中山は組み合わせ抽選会後、「僕たちのようなあまり歴史のない高校が静岡県から勝ち進むことで『王国復活』ということが達成されると思うので、それを成し遂げられるように頑張ります」と誓った。

 県予選で“王者・静学を破ったチーム”の目標は全国制覇。静岡学園のように抜きん出たテクニックやタレントがいる訳ではないが、中山が「自分たちは勝ったので自信を持って戦っていきたいです」と語るように、激戦区を制したことに自信を持ち、自分たちの良さを表現して頂点まで勝ち抜く。

【KEY PLAYER】MF賀茂大紀

 昨年度の静岡学園MF松村優太(現鹿島)をはじめ、静岡学園MF大島僚太(現川崎F)や清水市立商業GK川口能活(元横浜FMなど)、清水東DF相馬直樹(元鹿島など)、東海大一MF澤登正朗(元清水など)ら選手権静岡県予選の最高殊勲選手(MVP)には日本代表でも活躍したような選手たちの名が並ぶ。

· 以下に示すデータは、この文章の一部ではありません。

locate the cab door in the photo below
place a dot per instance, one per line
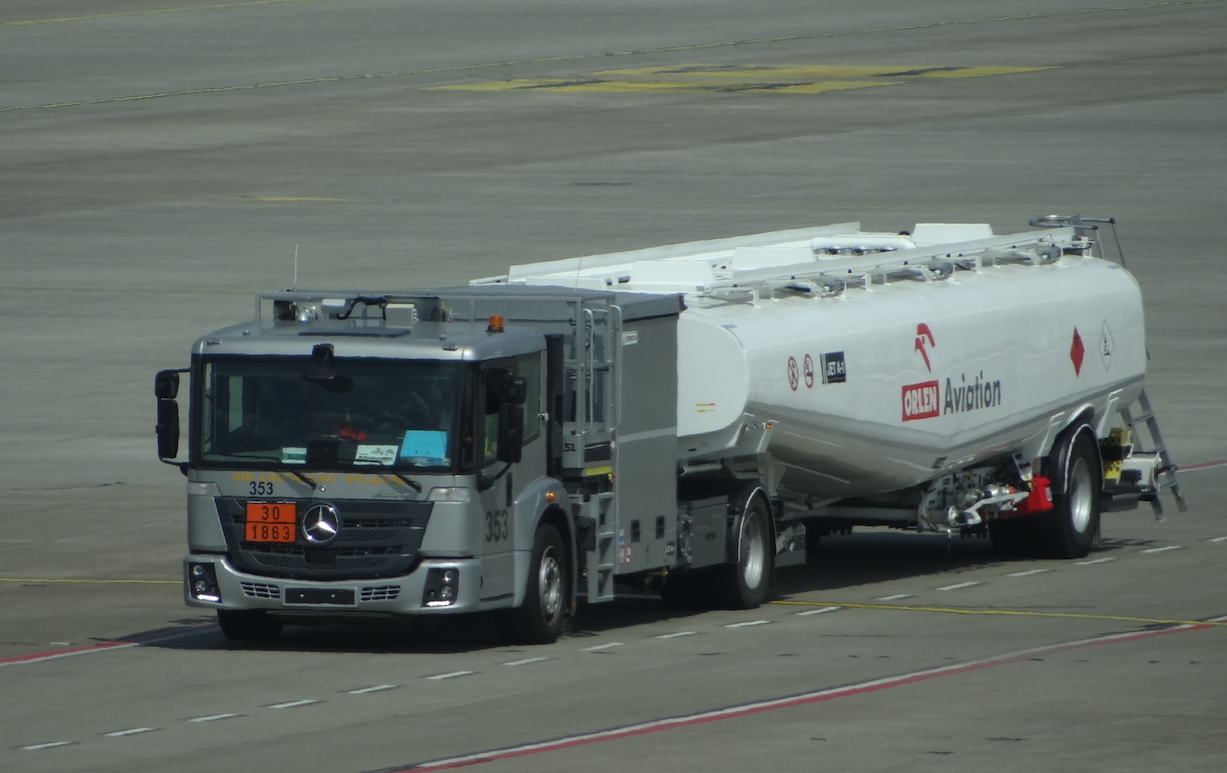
(506, 528)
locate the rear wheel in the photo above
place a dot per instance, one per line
(749, 579)
(539, 621)
(1070, 528)
(248, 625)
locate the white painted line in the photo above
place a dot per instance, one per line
(1027, 573)
(958, 585)
(120, 734)
(214, 718)
(819, 611)
(376, 688)
(452, 675)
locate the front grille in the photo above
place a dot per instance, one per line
(376, 539)
(380, 593)
(260, 590)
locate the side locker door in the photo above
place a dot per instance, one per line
(646, 449)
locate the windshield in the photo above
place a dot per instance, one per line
(401, 414)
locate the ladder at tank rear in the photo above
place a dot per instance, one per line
(1165, 475)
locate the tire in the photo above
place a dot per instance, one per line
(540, 620)
(248, 625)
(1070, 528)
(747, 582)
(812, 539)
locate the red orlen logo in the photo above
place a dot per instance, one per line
(922, 400)
(922, 334)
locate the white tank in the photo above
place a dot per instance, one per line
(880, 361)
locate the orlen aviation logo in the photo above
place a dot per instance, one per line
(922, 400)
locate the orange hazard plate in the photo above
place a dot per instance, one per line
(270, 522)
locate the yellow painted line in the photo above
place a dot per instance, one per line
(666, 49)
(720, 79)
(90, 582)
(814, 71)
(973, 71)
(193, 9)
(947, 610)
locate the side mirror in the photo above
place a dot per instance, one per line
(166, 384)
(167, 427)
(511, 433)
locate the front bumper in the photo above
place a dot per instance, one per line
(383, 596)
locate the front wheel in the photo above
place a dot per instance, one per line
(1070, 528)
(749, 579)
(539, 621)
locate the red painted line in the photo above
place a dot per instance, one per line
(1203, 465)
(139, 639)
(777, 703)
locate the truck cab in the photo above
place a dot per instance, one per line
(378, 455)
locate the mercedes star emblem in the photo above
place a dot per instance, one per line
(320, 524)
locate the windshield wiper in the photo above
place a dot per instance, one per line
(407, 480)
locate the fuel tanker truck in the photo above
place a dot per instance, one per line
(685, 417)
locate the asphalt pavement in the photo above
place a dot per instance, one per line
(162, 160)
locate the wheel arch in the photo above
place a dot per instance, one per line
(1057, 463)
(738, 504)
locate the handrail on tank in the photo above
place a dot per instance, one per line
(1085, 223)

 今年、そのリストに名を加えたのが、藤枝明誠の守備的ボランチMF賀茂大紀だ。「自分は、本当は点を獲る選手ではなく、守備の部分でチームに貢献する選手」と自己分析するが、県予選準決勝では昨年度日本一の静岡学園から2ゴール。決勝でもFKから先制ヘッドを叩き込んで最高殊勲選手に輝いた。

 チームが朝練習で磨いてきたセットプレーのフィニッシャー役として活躍。長身CB寺田昴弥らにマークが集まる中、170cm台前半の賀茂が貴重なゴールを連発した。だが、本人はまず守備でチームに貢献する考え。特に彼のセカンドボールの回収と鋭い寄せは藤枝明誠の生命線と言えるだけに、全国大会でも身体を張ってボールを奪い、味方に繋げる。

 賀茂は全国大会へ向けて「静岡から代表として出るので、全国制覇を目標に、自分たちのサッカーを披露して勝ち進んでいきたい」とコメント。全力で守備に取り組みながら、チャンスがあれば再び一発を狙う。